December 1, 2010
"Clinician-delivered prevention interventions offer an opportunity to integrate risk-reduction counseling as a routine part of medical care," explain the study authors. A randomized, controlled trial, the HIV Intervention for Providers study, developed and tested a provider-based HIV prevention training intervention in four northern California HIV treatment clinics.
Providers were assigned to either the intervention or a control condition (usual care). Participants in the intervention arm received a four-hour training on assessing sexual risk behavior with HIV-positive patients and delivering risk-reduction-oriented messages to patients who reported risk behaviors with partners of unknown or HIV-negative status. Efficacy of the intervention versus control on transmission risk behavior was compared by enrolling 386 patients of the randomized providers.
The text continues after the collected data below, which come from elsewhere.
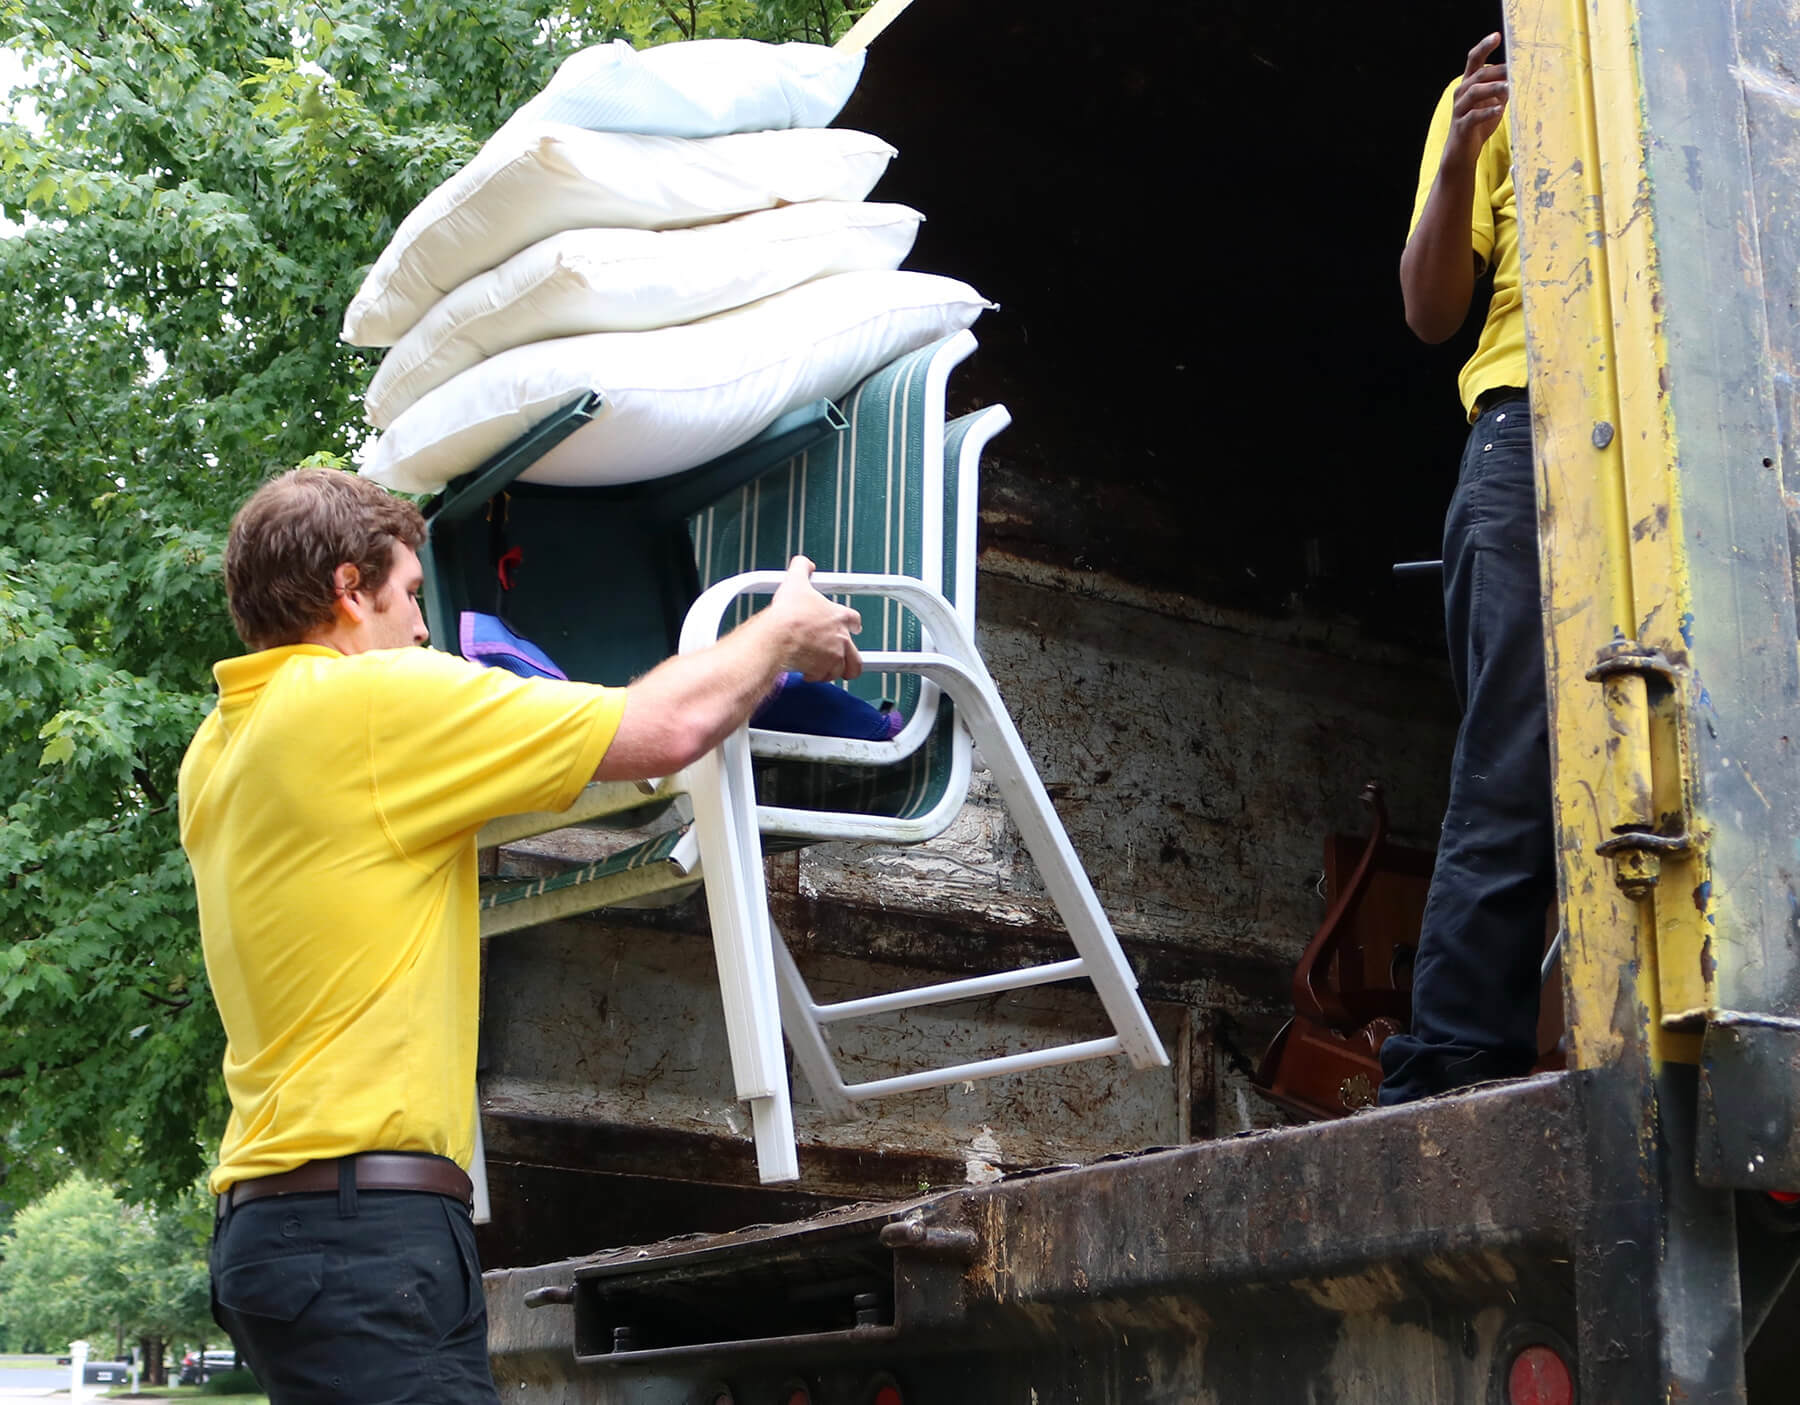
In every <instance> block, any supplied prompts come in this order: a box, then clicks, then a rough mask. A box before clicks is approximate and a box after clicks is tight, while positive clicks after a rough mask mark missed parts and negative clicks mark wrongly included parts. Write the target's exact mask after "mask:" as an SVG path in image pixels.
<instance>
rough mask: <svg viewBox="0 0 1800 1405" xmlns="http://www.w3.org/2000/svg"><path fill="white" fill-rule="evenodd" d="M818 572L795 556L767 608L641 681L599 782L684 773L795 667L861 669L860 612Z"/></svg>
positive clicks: (831, 677) (837, 669) (802, 670)
mask: <svg viewBox="0 0 1800 1405" xmlns="http://www.w3.org/2000/svg"><path fill="white" fill-rule="evenodd" d="M810 577H812V561H808V559H806V558H805V556H796V558H794V561H792V563H790V565H788V577H787V581H783V583H781V588H779V590H778V592H776V594H774V599H772V601H770V603H769V608H767V610H760V612H758V613H754V615H751V617H749V619H747V621H745V622H743V624H740V626H738V628H736V630H733V631H731V633H729V635H725V637H724V639H720V640H718V642H716V644H713V646H711V648H707V649H702V651H700V653H686V655H677V657H675V658H668V660H664V662H661V664H657V666H655V667H653V669H650V673H646V675H644V676H643V678H639V680H637V682H635V684H632V685H630V687H628V689H626V691H625V714H623V716H621V718H619V730H617V732H616V734H614V738H612V745H610V747H608V748H607V757H605V759H603V761H601V763H599V768H598V770H596V772H594V779H596V781H641V779H644V777H650V775H668V774H670V772H677V770H680V768H682V766H686V765H688V763H689V761H695V759H697V757H700V756H704V754H706V752H709V750H711V748H713V747H716V745H718V743H720V741H724V739H725V736H729V734H731V732H733V729H736V727H740V725H742V723H743V721H745V720H747V718H749V716H751V712H754V711H756V705H758V703H760V702H761V700H763V698H767V696H769V689H772V687H774V684H776V678H778V676H779V675H781V673H787V671H788V669H799V671H801V673H805V675H806V676H808V678H812V680H821V678H855V676H857V675H860V673H862V655H859V653H857V646H855V642H853V640H851V635H853V633H857V631H859V630H860V628H862V619H860V615H857V612H855V610H850V608H846V606H842V604H833V603H832V601H828V599H826V597H824V595H821V594H819V592H817V590H814V588H812V581H810Z"/></svg>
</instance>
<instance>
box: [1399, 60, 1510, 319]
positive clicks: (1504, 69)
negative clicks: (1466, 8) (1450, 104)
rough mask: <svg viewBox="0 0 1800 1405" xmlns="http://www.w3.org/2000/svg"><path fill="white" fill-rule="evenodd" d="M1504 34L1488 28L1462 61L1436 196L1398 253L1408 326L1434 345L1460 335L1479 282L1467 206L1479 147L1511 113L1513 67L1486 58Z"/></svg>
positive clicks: (1469, 196)
mask: <svg viewBox="0 0 1800 1405" xmlns="http://www.w3.org/2000/svg"><path fill="white" fill-rule="evenodd" d="M1499 40H1501V36H1499V34H1489V36H1487V38H1485V40H1481V41H1480V43H1478V45H1476V47H1474V49H1471V50H1469V58H1467V59H1465V61H1463V74H1462V77H1460V79H1458V83H1456V92H1454V94H1453V95H1451V113H1449V130H1447V131H1445V133H1444V151H1442V155H1440V158H1438V169H1436V176H1435V178H1433V182H1431V194H1429V198H1427V200H1426V203H1424V209H1422V210H1420V212H1418V219H1417V223H1415V225H1413V232H1411V236H1409V237H1408V241H1406V248H1404V250H1402V254H1400V295H1402V299H1404V302H1406V326H1408V327H1411V329H1413V333H1415V335H1417V336H1418V338H1420V340H1422V342H1429V344H1433V345H1435V344H1438V342H1445V340H1449V338H1451V336H1454V335H1456V329H1458V327H1462V324H1463V320H1465V318H1467V317H1469V302H1471V300H1472V297H1474V281H1476V275H1478V273H1480V272H1481V259H1480V257H1471V246H1469V210H1471V201H1472V200H1474V187H1476V162H1478V160H1480V158H1481V148H1483V146H1487V140H1489V137H1492V135H1494V131H1496V130H1498V128H1499V124H1501V121H1503V119H1505V115H1507V95H1508V85H1507V65H1505V63H1489V61H1487V59H1489V58H1490V56H1492V54H1494V50H1496V49H1499ZM1438 121H1442V106H1440V117H1438ZM1438 130H1442V128H1438Z"/></svg>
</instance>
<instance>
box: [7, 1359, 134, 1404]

Over six-month follow-up, patients of the intervention-assigned providers reported a relative increase in provider-patient discussion of safer sex (odds ratio [OR]=1.49; 95 percent confidence interval [CI]=1.06 to 2.09), assessment of sexual activity (OR=1.60; 95 percent CI=1.05 to 2.45) and a significant decline in the number of sex partners (OR=0.49; 95 percent CI=0.26-0.92).
"These findings show that a brief intervention to train HIV providers to identify risk and provide a prevention message results in increased prevention conversations and significantly reduced the mean number of sexual partners reported by HIV-positive patients," the investigators concluded.